I’m a fan of seasonal produce and I like to make the most of ingredients that are in abundance and available on our my doorstep.
Personally, I think elderflowers epitomise the smell, flavour and taste of summer. They make the best summer cordial and can also be used as an ingredient in dishes both sweet and savoury.
It’s all well and good buying ready-made cordial, but it’s not a patch on making it yourself. The flavour of homemade cordial is more intense and authentic. Nothing else comes close. It also tastes better in the knowledge that you know the exact tree the flowers came from and exactly what went into that bottle of deliciousness sat in your fridge.
Of course, when elderflowers are in abundance, there’s a natural inclination to make plenty of cordial and bottle it for coming months. That helps to preserve the taste of summer for the autumn. It’s a rare treat to be able to open a bottle of cordial made months earlier: it’s evocative of a different season. It will inject a bit of sunshine into your day, whatever the season you open the bottle.
It’s easy to make your own elderflower cordial by following a few tips. When you’re picking elderflowers, make sure you avoid ones that are at a low level. Also make sure you avoid elderflowers that are growing along busy roadsides or ones growing in heavily-polluted areas.
It may be an old wives’ tale, but it’s one that I subscribe to: always pick elderflowers when it’s sunny. I’m not sure why, but they always seem to have more flavour. Always take a little extra time to make sure you don’t take off too much of the branch. You are only picking the flower and don’t want to spoil the tree – or give yourself unnecessary work to do when you get back to your kitchen by re-picking the flowers from the stalks and branches.

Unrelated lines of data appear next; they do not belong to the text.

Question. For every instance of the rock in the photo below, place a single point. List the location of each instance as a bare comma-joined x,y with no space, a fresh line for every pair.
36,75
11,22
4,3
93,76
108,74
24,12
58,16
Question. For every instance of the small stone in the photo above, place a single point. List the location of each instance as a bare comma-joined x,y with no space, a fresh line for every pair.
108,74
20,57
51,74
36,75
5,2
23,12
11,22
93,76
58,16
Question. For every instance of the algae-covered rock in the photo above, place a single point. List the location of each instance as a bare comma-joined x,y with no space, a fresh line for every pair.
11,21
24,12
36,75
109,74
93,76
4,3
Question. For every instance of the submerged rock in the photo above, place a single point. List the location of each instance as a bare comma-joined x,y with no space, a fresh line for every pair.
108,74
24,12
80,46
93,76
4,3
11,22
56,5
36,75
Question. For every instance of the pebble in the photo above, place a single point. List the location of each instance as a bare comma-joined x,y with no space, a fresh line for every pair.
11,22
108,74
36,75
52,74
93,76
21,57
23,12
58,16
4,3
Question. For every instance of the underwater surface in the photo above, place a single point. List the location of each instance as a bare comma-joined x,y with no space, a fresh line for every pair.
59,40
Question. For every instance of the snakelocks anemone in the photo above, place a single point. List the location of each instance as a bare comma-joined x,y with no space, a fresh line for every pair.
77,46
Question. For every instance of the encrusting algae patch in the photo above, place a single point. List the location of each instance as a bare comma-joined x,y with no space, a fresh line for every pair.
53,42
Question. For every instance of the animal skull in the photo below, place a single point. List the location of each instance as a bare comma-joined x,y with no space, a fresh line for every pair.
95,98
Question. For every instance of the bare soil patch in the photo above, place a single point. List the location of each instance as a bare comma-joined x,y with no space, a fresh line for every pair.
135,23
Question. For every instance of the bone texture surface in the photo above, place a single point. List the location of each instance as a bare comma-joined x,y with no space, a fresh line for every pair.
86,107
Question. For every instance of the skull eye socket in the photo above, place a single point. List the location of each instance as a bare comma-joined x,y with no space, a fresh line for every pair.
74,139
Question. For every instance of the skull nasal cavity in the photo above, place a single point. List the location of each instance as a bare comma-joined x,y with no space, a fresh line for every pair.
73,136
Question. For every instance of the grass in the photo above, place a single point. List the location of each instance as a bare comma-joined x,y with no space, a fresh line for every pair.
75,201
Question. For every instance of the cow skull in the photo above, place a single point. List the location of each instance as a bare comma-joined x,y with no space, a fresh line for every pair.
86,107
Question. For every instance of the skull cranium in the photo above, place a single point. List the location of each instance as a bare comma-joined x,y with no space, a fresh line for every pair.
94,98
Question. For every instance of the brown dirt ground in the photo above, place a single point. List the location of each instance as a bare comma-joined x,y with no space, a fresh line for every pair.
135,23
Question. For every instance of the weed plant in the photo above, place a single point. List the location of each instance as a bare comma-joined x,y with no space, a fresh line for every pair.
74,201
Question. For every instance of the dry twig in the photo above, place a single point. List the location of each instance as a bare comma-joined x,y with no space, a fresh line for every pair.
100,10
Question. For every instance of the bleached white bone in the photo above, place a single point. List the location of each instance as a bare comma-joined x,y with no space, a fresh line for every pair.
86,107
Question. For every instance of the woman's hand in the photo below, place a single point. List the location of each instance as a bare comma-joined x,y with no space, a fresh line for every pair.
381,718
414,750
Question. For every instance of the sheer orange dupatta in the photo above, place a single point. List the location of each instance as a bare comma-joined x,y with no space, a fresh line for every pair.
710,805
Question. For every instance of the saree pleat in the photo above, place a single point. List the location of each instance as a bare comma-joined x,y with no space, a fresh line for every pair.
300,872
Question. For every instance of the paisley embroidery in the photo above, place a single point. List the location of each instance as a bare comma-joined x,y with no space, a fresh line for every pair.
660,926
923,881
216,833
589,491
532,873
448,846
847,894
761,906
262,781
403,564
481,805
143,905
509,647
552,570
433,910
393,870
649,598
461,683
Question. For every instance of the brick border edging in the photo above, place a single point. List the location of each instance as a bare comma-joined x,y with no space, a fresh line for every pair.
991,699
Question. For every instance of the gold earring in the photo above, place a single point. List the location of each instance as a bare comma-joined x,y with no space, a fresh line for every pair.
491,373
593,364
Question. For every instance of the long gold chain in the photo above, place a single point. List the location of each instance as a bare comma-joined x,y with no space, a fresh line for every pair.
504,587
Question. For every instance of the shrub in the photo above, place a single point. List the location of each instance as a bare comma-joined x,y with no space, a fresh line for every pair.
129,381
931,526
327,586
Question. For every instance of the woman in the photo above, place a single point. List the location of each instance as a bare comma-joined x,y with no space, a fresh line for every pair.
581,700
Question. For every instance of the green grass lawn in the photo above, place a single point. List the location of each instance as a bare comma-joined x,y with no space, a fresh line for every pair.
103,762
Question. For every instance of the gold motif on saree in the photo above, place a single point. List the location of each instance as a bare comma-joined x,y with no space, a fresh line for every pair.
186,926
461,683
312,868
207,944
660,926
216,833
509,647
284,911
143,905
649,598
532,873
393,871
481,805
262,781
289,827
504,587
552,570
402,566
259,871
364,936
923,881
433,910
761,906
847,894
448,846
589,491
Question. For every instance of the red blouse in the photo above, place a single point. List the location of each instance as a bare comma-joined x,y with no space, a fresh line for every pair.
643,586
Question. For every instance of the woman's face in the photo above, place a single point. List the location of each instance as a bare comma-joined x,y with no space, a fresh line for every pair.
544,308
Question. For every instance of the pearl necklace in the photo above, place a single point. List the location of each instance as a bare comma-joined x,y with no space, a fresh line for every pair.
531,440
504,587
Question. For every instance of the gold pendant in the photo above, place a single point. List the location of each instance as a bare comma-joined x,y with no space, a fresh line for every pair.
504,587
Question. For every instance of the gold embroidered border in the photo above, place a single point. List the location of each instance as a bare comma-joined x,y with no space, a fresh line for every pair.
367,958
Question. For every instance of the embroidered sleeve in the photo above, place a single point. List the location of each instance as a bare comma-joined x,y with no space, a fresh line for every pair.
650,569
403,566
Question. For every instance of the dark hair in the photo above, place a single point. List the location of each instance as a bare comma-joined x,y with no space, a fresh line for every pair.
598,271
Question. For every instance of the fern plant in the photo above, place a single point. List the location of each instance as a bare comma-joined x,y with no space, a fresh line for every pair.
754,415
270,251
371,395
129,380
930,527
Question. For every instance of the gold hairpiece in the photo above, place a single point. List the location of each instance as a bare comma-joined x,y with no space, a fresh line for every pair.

Once you have the flowers, making the cordial is simple. Just make a sugar syrup, using equal parts water and sugar. Bring it to the boil, then throw the flowers in, remove the pan from the heat and leave them to infuse. Pass the liquid through a muslin cloth and bottle it. A lot of recipes call for tartaric or citric acid, but you don’t need any of that. Once you’ve made your cordial, it’s perfect for mixing with sparkling water, soda water or lemonade. It can also be used in desserts or drizzled over ice cream.